A practical question about ownership
“When an AI solution is deployed, who is responsible for whether it delivers value: the team that built it, or the team using it? If responsibility sits mainly with builders, solutions get handed over and stop being maintained. If it sits mainly with users, they have no incentive to invest in shared capabilities. Arrangements that work make both sides jointly accountable, with the data infrastructure team included.”
The supply chain team’s demand forecast may use a definition of ‘product’ from the digital team’s recommendation system. The recruitment screening tool may handle applicant data under legal restrictions that prevent it from being used in other HR systems. The finance team’s prediction tool may run on vendor infrastructure and produce outputs that cannot feed into the organisation’s planning system. Each programme works in isolation, but the organisation cannot combine or build on them.
The cost of this kind of fragmentation is significant. Organisations running AI programmes in parallel without shared infrastructure tend to solve the same infrastructure problems repeatedly. The scale of what this cost is better documented than most organisations realise. Gartner predicts that 60% of AI projects without AI-ready data will be abandoned, with poor data quality cited as the primary cause in both cases. Forrester identifies the same root: fragmented data pipelines and absent governance are what turn promising pilots into expensive write-offs.
4. Ownership and Shared Investment
The most common reason AI investment stays fragmented is practical: the teams that bear the cost of building shared capabilities are not the teams that benefit from it. If each team is assessed on its own results, the rational choice is to solve its own problems rather than invest in resources that help others.
Organisations that have made progress on this tend to fund shared infrastructure centrally rather than charging it to a specific team’s budget and review the AI portfolio at a senior level rather than by programmes.
In organisations with multiple business units, this problem operates at two levels. Within each unit, teams need incentives to build shared capabilities rather than isolated solutions. Across units, there are assets that would benefit the whole group, a unified customer view, shared supply chain data, a common deployment platform, but that no individual unit would fund alone. Without governance that makes these investments worthwhile for the unit bearing the cost, each unit builds its own version.
Groups that have solved this tend to have a small coordination layer: agreed data standards, a team responsible for shared infrastructure, and a deployment platform units can use without building their own. Each unit keeps full control of its own AI programme. The coordination layer provides tools and sets standards; it does not direct what units build.
From AI Pilots to a Compounding Portfolio
The real point is what the portfolio delivers. Cheaper and faster models that do not move revenue, reduce cost, or improve decisions are still a poor investment. The only measure that matters is the business value the AI programme creates, for customers, for operations, for the organisation as a whole.
The organisations that will lead AI over the next five years are already running the governance programmes their competitors will need three years from now.
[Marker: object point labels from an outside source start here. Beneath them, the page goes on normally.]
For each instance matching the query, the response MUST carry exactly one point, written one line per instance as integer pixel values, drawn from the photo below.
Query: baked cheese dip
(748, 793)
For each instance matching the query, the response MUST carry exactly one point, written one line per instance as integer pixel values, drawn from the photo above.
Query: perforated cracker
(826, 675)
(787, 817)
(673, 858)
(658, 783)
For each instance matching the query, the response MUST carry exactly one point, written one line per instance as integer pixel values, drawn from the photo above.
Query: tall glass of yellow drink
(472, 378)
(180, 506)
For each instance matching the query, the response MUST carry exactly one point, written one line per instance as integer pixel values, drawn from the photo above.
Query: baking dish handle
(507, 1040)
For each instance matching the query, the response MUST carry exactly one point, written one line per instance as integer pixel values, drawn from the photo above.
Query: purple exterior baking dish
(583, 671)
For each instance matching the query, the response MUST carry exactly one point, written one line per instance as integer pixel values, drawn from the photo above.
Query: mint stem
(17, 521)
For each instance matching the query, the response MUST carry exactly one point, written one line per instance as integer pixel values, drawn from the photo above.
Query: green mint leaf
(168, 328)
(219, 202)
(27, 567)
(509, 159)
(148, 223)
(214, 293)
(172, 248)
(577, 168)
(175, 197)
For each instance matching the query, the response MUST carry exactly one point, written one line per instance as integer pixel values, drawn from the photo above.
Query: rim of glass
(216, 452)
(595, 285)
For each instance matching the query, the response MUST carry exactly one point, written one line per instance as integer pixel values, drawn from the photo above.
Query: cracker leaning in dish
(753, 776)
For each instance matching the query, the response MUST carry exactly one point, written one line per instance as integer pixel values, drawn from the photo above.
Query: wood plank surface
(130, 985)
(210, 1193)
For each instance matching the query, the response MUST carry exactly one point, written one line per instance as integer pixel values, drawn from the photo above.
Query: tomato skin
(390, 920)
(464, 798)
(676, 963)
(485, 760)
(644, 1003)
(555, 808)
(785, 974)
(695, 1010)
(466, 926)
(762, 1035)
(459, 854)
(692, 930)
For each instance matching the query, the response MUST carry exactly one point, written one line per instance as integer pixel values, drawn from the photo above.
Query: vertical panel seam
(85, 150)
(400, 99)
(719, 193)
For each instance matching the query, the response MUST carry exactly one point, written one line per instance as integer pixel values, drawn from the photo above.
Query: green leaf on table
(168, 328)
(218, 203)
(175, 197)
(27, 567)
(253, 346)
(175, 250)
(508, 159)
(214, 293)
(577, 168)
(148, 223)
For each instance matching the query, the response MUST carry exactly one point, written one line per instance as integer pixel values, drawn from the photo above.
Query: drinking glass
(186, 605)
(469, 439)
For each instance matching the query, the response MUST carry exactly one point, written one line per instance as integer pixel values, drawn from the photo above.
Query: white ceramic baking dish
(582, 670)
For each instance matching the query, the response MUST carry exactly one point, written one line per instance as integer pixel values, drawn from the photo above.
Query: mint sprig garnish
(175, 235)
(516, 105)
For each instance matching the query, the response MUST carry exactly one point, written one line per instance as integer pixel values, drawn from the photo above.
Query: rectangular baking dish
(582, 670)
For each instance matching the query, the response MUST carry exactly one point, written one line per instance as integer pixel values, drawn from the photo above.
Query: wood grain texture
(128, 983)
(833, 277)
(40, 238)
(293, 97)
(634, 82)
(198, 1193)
For enterprises, the immediate opportunity is to shift from successful individual AI initiatives to a compounding portfolio. That means agreeing group-wide definitions for core data, funding shared foundations (data standards, reusable components and a common deployment pathway) centrally, and using rapid prototypes to confirm data readiness and business ownership before scaling. Done well, each new use case leaves behind assets the next one can reuse; reducing delivery time, improving maintainability, and ensuring AI investment grows in value rather than fragmenting across business units.